4. Wash the carbon electrodes carefully in distilled water and then fix them so that there is about 3 cm of electrode in each side of the U-tube – see diagram. This is most easily done using electrode holders.
5. Attach leads to the electrodes and connect them to a power pack set to 10 V (DC).
6. Turn on the power pack and observe closely what happens. A piece of white paper held behind the U-tube can help. Make sure the U-tube is kept very still during the experiment.
7. Turn off the power as soon as you notice any change at the positive electrode, or when you smell a ‘bleachy, swimming pool’ smell. This will probably take less than five minutes.

Teaching notes

This experiment is an interesting introduction to the electrolysis of brine. Do not use it as the first electrolysis that learners encounter. They would struggle to explain for themselves what is going on. You can follow it up with the electrolysis of salt solution in industry.

Bubbles of gas will be visible at each electrode. At the positive electrode, the indicator turns red initially and then is bleached to colourless. This indicates the presence of chlorine. At the negative electrode the indicator turns purple. The remainder of the solution stays green.

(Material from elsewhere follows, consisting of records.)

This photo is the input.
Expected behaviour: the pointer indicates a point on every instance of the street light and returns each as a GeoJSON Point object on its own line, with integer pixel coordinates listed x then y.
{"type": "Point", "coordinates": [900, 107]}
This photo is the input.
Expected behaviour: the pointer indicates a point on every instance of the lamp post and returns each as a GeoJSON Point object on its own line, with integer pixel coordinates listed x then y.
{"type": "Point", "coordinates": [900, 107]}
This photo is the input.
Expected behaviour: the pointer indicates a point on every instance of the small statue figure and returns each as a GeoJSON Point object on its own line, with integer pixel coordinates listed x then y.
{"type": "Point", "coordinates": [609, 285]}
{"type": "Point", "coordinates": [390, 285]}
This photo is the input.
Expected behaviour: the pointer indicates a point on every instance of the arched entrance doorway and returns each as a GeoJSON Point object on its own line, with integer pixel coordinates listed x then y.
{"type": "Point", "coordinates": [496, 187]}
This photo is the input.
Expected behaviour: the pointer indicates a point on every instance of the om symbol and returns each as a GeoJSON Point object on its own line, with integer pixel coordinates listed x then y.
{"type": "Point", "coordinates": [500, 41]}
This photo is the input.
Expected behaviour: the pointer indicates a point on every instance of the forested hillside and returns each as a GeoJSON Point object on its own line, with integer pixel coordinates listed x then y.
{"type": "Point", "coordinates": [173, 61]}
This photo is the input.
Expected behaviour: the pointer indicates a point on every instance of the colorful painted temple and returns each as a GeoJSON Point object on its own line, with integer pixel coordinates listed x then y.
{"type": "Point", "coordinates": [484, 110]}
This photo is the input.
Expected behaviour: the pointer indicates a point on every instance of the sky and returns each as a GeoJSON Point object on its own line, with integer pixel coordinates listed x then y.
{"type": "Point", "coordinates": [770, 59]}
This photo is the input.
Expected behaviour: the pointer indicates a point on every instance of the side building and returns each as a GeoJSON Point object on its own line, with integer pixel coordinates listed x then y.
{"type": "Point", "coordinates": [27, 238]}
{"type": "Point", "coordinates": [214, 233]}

The product at the negative electrode is hydrogen. This can be difficult for learners to understand.

Some of the water will ionise, that is, turn to hydrogen (H⁺) and hydroxide (OH^–) ions.

When the sodium chloride is dissolved in water, the ions forming the ionic solid separate out. This means that there are four ions present in the solution: H⁺, OH^–, Na⁺ and Cl^–.

The negative ions are attracted to the positive electrode. The chloride ions are discharged (giving chlorine) in preference to the hydroxide ions. These are left behind in solution.

At the negative electrode, the hydrogen ions are discharged (producing hydrogen gas) in preference to the sodium ions. These are also left behind in solution. Thus sodium hydroxide solution remains. This is the cause of the purple colour of the indicator at the negative electrode.

In time, the green colour of the indicator in the middle would change too, as the ions diffuse through the resulting solution.

Equations

2H⁺ + 2e^–→ H₂ [negative electrode, cathode]

2Cl^–→ Cl₂ + 2e^– [positive electrode, anode]

H₂ O → H⁺ + OH^–

Answers

Answers to the questions in both the student sheets and on the lesson slides can be found in the teacher notes.